MY HERO ACADEMIA: HEROES RISING
(Anime/superhero, NR, 104 minutes, playing at the Regal 7 in Albany). Young warriors face a new villain in this Kenji Nagasaki-directed tale. This is the second film based on the manga “My Hero Academia” and is set during the fourth season of the Japanese series “My Hero Academia.” In Japanese with English subtitles.

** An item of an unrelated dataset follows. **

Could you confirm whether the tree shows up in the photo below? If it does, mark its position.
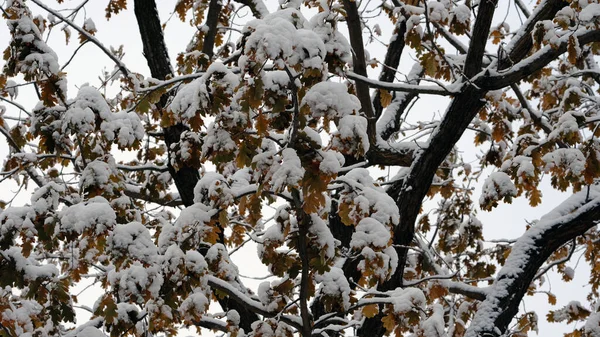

(Thriller, R, 132 minutes, playing at the Darkside Cinema and AMC Corvallis 12, both in Corvallis). Winner of the Palme d'Or at Cannes, Bong Joon Ho's deviously entertaining thriller about two very different families is an ingenious weave of domestic dark comedy, class allegory and ultimately devastating tragedy. (The Darkside offers a black-and-white version as well.) (Justin Chang, Los Angeles Times)
SONIC THE HEDGEHOG
(Live action/computer-animated adventure comedy, PG, 100 minutes, playing at the Regal 7 in Albany and AMC Corvallis 12 and Regal Ninth Street, both in Corvallis). Sega’s lovable speed-roller finally arrives in theaters (you’d think he would have been faster). The alternate dimension hedgehog (voiced by Ben Schwartz) leaves his realm for Earth to escape evil forces. Naturally, he encounters another, in the form of roboticist Dr. Robotnik (Jim Carrey). They’re joined onscreen by James Marsden, Tika Sumpter and Neal McDonough. Directed by Jeff Fowler.